Elettroforesi degli acidi nucleici

 

 

 

Teoria dell'elettroforesi

L'elettroforesi è un processo elettrocinetico nel quale sostanze contenenti gruppi ionizzabili (ioni o macramolecole) migrano sotto l'azione di un campo elettrico [Cantaluppi e Righi, 1979].

Le macromolecole (in particolare i biopolimeri, acidi nucleici, proteine, lipidi complessi e carboidrati) si differenziano da semplici ioni essenzialmente per due fattori: possiedono maggiori dimensioni e hanno più cariche di uno ione. Questi due fattori influenzano in modo opposto la mobilità elettroforetica, nel senso che la mobilità diminuisce all'aumentare della dimensione e aumenta all'aumentare della carica.

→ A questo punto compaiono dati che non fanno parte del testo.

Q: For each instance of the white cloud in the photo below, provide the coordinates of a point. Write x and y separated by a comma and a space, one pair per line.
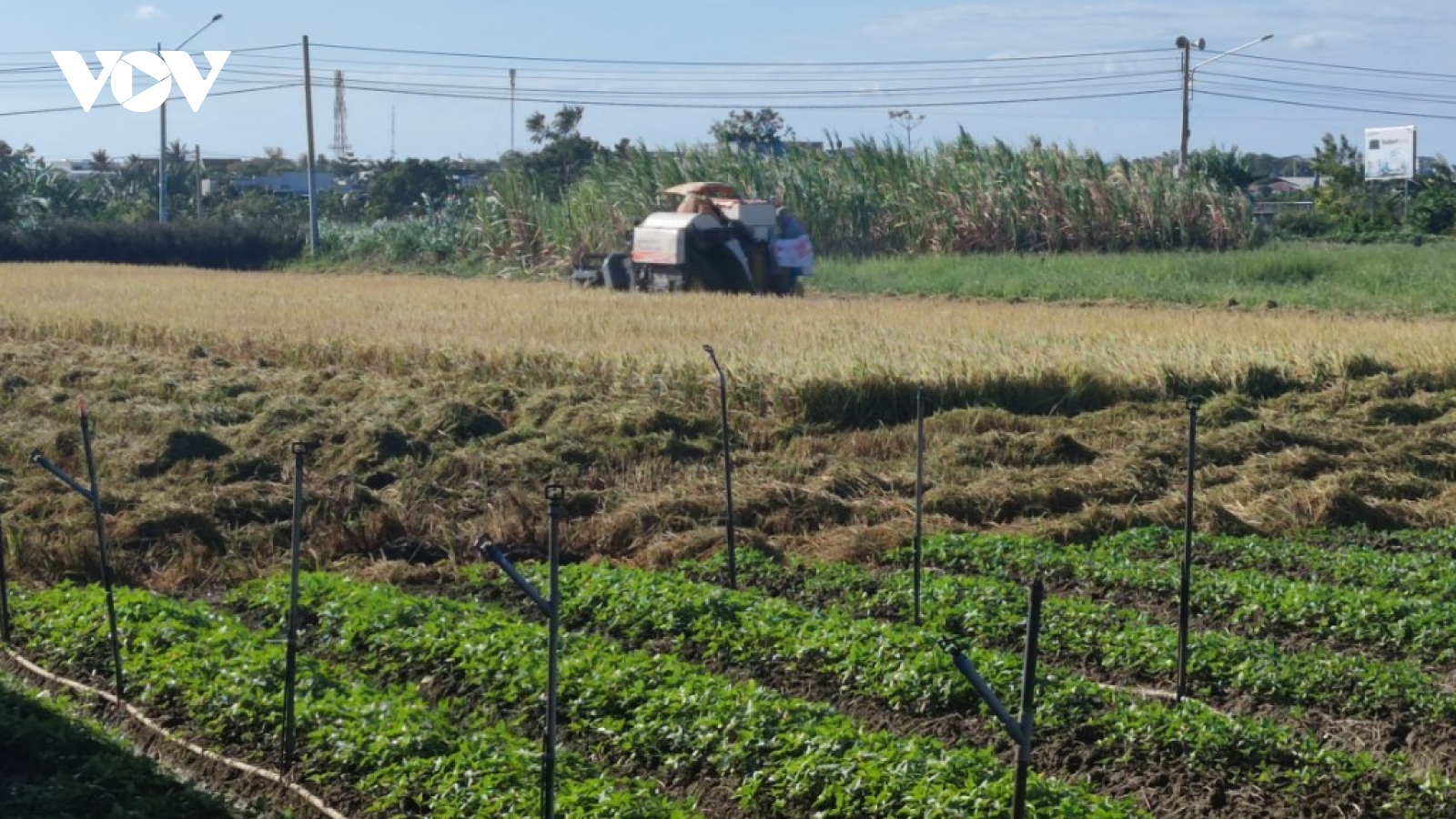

La forza F esercitata su una particella con carica netta q posta in un campo elettrico di intensità E è espressa dall'equazione:

F = q x E

dove q = carica netta in coulomb, E = intensità del campo elettrico o gradiente di potenziale in volt/cm

Verrà raggiunto l'equilibrio quando le forze, F e F1, avranno uguale intensità e le varie particelle si muoveranno ad una velocità v costante. Si avrà allora:

F= F1      

q x E = f x v       v/E = q/f = u

Il rapporto v/E viene definito mobilità elettroforetica u ed avrà dimensioni cm sec-1/V cm-1 cioè cm2 sec-1 V-1.

Nella attuazione pratica [Andrews, 1991] l'elettroforesi si scosta dalle condizioni ideali descritta in quanto:

a) le macromolecole sono presenti in condizioni apprezzabili e non a diluizione infinita;

b) nel mezzo sono presenti ioni che hanno la duplice funzione di fornire la conducibilità elettrica alla soluzione e di esercitare un'azione tamponante.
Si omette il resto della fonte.